Все движется любовью. Так, кажется, Мандельштам сказал?
Она вдруг поднялась на цыпочки и поцеловала Синицкого в щеку. Получилось неумело. Как клюнула.
Однако он, кажется, был рад и этому. Из глаз так и брызнуло счастье!
– Анна Афанасьевна…
– Просто Анна.
– Тогда можно Аня?
– Можно.
Они смотрели друг на друга почти минуту, а потом из кухни послышался звон разбитых бокалов, и Нюрка со всех ног кинулась туда.
Николай остался стоять с бьющимся сердцем и пылающими щеками.
А потом вдруг судорожно закашлялся, еле успев прижать к губам платок.
Остаток вечера прошел из рук вон плохо. Ни Ольги, ни Кузмина с Судейкиным нынче не было, зато постоянно вертелся под ногами противный карлик.
Иной раз Нюрку так и подмывало отвесить ему пенделя. Еле сдержалась.
И напоследок расстроил Николай. Сказал, что все еще чувствует себя неважно, и распрощался.
Домой она направилась в расстроенных чувствах.
Не радовало ни совсем уже летнее тепло, ни светлое небо, ни прозрачность воздуха, ни даже выпархивающие из-под ног вездесущие воробьи, не спавшие, казалось, никогда.
Сколько времени потрачено, а убийца до сих пор не найден. И слежка за ее «конфидентами», как сказал тятенька, ничего пока не дала.
Может, зря она решила, что есть в ней талант сыщика?
Черная сотня
На летнего Николу в «Привале» гуляли до самого утра. Отмечали именины Гумилева, недавно эвакуированного с фронта после жуткого воспаления легких.
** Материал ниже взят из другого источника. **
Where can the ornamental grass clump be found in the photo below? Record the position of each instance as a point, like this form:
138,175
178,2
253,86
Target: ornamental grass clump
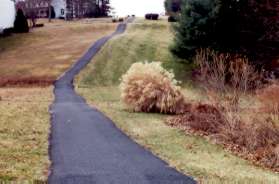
148,87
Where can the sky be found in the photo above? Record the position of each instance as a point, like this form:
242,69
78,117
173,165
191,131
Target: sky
137,7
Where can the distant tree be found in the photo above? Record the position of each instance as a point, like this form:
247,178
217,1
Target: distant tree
103,8
245,27
173,6
20,24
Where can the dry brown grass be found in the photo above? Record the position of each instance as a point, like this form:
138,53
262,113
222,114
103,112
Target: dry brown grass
251,134
148,87
24,129
40,56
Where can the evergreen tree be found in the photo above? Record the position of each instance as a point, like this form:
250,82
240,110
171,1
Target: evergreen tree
242,27
21,24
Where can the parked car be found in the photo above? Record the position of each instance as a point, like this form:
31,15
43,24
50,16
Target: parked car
7,15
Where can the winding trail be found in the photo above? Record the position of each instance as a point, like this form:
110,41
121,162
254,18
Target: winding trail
87,148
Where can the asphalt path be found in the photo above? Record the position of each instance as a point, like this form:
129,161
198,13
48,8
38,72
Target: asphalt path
87,148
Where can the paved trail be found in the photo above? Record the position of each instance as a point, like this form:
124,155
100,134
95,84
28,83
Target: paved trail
87,148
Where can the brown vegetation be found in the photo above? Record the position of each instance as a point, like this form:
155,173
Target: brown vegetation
226,80
39,57
148,87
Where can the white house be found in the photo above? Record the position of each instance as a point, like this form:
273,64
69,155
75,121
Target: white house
7,14
59,8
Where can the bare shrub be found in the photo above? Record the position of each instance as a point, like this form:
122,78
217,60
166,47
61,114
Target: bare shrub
269,97
148,87
203,118
225,77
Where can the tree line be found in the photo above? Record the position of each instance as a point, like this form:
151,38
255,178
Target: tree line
249,28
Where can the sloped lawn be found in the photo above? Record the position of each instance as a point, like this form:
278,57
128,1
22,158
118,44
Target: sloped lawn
193,155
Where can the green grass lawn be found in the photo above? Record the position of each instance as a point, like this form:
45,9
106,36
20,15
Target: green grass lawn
193,155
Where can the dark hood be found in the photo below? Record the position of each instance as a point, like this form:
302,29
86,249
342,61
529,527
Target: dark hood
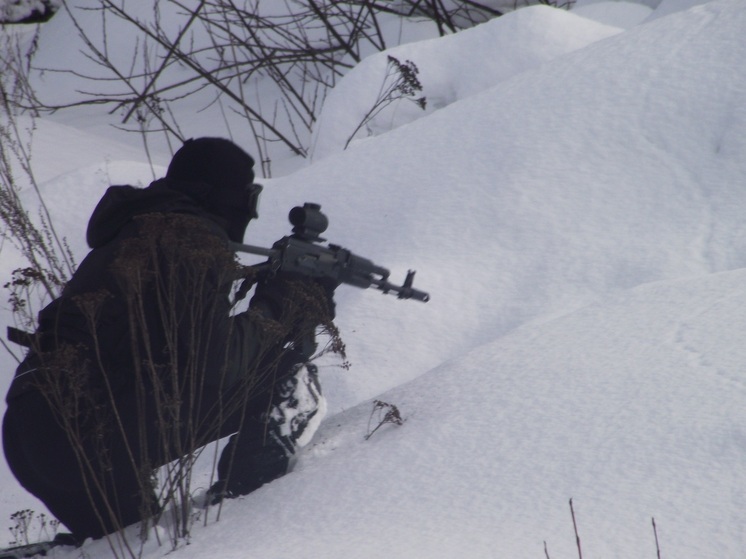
120,204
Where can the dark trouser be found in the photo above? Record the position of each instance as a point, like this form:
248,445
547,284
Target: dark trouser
98,481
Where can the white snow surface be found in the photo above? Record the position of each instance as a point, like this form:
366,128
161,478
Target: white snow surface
574,204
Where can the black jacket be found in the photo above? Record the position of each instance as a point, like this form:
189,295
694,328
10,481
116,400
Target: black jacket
150,299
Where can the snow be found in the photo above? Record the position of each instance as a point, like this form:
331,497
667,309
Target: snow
572,199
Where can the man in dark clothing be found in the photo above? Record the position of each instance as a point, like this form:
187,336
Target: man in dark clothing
140,362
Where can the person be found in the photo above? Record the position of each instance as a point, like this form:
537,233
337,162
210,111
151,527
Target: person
141,361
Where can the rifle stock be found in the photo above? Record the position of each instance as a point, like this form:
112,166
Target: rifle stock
302,253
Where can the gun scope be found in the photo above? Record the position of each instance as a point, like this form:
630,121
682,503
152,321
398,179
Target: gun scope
308,221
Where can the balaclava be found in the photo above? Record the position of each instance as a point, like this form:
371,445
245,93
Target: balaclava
219,176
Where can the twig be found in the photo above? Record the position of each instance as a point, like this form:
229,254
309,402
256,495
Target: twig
657,546
575,525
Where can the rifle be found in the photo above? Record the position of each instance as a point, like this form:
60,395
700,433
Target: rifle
302,253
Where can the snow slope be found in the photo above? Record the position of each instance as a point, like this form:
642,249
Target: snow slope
579,225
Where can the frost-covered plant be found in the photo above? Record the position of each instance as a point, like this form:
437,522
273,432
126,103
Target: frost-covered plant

– В ночной атаке, говорят, участвовал, – доверительно сообщил Прохор. – Такая скачка была! А после слег. Теперь в Ялту собирается. Лечиться.
Поначалу Нюрка обрадовалась. Думала, вот наконец наслушается гумилевских стихов. Будет чем похвалиться перед девочками!
Однако стихов в тот вечер никто не читал.
А Гумилев вообще сразу напился и стал приставать к дамам.
Выглядел он при этом, по мнению Нюрки, препротивно. И так косоглазый, во хмелю окосел еще больше, длинное неправильное лицо скривилось окончательно. Удивительным было то, что дамы, с которыми флиртовал именинник, просто млели от его внимания.